On Goodreads, I don’t have many reviews, but they are all over the place.  To be honest, I consider PRIDE AND PREJUDICE, GONE WITH THE WIND, DAVID COPPERFIELD, THE HOUSE OF MIRTH, and other classics to be five-star books.  While I am happy to receive good ratings, I’m not stupid enough to think my books are on a par with Jane Austen’s or Edith Wharton’s.  THEY are 5-star writers.

So for those people who downloaded my books for free, the hope is that you will provide a review, and a nice one.  Please know, however, that no offense is taken if the ratings aren’t five stars.  I’m no Hemingway and I don’t expect to be treated as one.  I’m just grateful that people take the time to read my books.

REGRET NOT A MOMENT amzn.com/B00C3PAR1W

NO MORE LONELY NIGHTS amzn.com/B00CJYQB5S

7 thoughts on “Why I Quit Doing Book Giveaways

  1. Author Ralph L Angelo Jr

    I won’t do them anymore either. In fact in my experience I found those that got the free books were totally unappreciative of the fact and gave me the worst reviews they could, nit picking every little thing they could including what size the book was published on kindle. While those who have bought my novels generally give me reviews between 4 & 5 stars. Goodreads to me has become basically a place where arrogant self important jerks hang out to tear down someone else’s work. I’ve never had a giveaway draw me more sales. Advertising does.

  2. Author Ralph L Angelo Jr

    It’s not. I’ve really moved away from Goodreads completely at this point. Every book I reaed I write a review for. I post it on Amazon, B&N , Shelfari and also goodreads. But recently I actually forgot about goodreadsa couple of times. taht’s how infrequently I go there now. I have a feeling its filled with failed authors who never got beyond writing “Chapter 1” on their page heading.

  3. Isabella Delvino

    I’m in the same boat. Recently Ive found that some Book bloggers/reviewers/authors often rip apart the ARC’s I give them and nit pick like crazy while readers who purchase the books give me better reviews and enjoy the books. Needless to say, I will think twice about who I give an ARC to and about doing another free run. My question is, What is the best way to advertise, especially for a newbie like me?

  4. Jon

    I hear you, Nicole. Having had my book on Amazon for over two years I was making a steady, but relatively small number of sales, with all positive, genuine reviews. I decided to go for a two day free giveaway. I had over 5000 free books downloaded. In the free download charts I was number 1 on Amazon Australia, number 13 in Amazon UK and number 128 in Amazon US. I thought that was great!

    But…

    I only had one review left…..by a troll. I looked at her profile and she was carpet-bombing amazon.co.uk with caustic reviews. Lucky for me that after 1 hour her review vanished. I don’t know if she removed it or Amazon did.

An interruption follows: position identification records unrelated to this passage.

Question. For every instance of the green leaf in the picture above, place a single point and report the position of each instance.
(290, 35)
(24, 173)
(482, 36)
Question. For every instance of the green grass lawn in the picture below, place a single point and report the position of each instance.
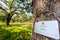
(15, 31)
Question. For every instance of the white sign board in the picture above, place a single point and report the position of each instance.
(47, 28)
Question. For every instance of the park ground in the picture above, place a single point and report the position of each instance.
(16, 31)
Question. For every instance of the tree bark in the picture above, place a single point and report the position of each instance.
(8, 19)
(44, 10)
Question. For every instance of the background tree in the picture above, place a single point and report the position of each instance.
(11, 7)
(44, 10)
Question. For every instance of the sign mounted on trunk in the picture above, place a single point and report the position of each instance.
(47, 28)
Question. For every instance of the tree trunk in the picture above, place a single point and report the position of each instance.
(45, 10)
(8, 19)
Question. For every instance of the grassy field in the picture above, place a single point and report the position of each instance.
(15, 31)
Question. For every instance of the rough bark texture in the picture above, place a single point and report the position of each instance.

    She left some people 1 star reviews, even though by her own admission she hadn’t even read their books! It only takes one disingenuous review like that to torpedo your sales.

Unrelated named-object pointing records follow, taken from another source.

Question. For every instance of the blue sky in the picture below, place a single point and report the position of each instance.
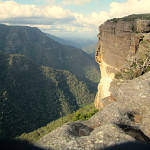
(68, 18)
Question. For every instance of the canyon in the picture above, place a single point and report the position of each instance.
(123, 92)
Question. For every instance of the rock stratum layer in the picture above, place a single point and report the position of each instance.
(118, 44)
(126, 113)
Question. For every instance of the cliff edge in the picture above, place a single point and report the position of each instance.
(118, 48)
(123, 53)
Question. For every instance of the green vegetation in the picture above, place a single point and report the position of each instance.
(32, 96)
(82, 114)
(44, 51)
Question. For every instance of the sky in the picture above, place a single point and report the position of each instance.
(68, 18)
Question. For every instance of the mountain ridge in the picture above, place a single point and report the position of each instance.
(31, 96)
(35, 45)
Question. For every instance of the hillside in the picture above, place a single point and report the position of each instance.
(31, 96)
(44, 51)
(123, 53)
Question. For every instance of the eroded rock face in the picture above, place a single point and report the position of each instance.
(127, 119)
(118, 43)
(124, 104)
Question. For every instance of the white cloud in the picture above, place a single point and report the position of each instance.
(75, 2)
(11, 9)
(130, 7)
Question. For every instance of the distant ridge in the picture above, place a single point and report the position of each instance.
(32, 96)
(43, 50)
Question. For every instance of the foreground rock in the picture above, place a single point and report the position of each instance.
(124, 104)
(127, 119)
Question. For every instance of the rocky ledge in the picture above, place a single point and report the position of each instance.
(124, 102)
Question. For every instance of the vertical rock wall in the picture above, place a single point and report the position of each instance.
(118, 42)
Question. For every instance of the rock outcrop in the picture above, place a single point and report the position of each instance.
(118, 44)
(124, 104)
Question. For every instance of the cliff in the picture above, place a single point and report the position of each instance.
(123, 53)
(118, 47)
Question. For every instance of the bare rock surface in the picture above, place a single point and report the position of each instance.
(124, 104)
(127, 119)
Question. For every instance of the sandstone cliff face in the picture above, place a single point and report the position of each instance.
(127, 119)
(118, 43)
(126, 113)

    After my free promo I had a surge in sales in the morning, then it returned back to normal. That was disappointing.

    I’ve been keeping an eye on other books when they go onto free promo. I was looking at a NY Times best seller the other week. It had hundreds of gleaming reviews, then it went free and BAM! It was hit with troll reviews. Tens of 1 star reviews written in Kindergarten language.

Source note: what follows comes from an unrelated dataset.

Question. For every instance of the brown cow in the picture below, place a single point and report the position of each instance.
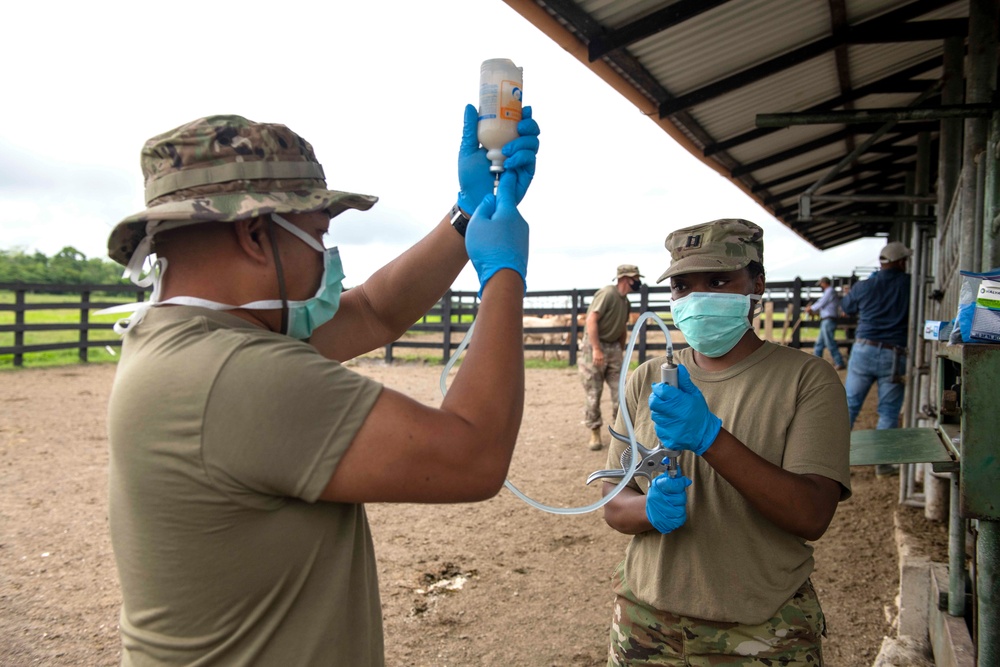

    This experience has been a lesson for me. Don’t EVER give your main product away for free because it attracts all the wrong type of customers.

    I think the best use for a free giveaway is to use it for short promotional or teaser books.

    If I have gotten one good thing out of the free promo it is that so many people spread the word about my book that I got loads of websites linking in to my Amazon book page. My Amazon page is now ranking really well on Google. That’s actually quite valuable its self.

  5. nicolemcgehee Post author

    Thank you for your thorough response. Interesting experience. I also got a one-star from someone who thought my book, “seemed well-written,” but didn’t like the genre! So she brought down my 5 star average for a book she herself deemed “well-written.”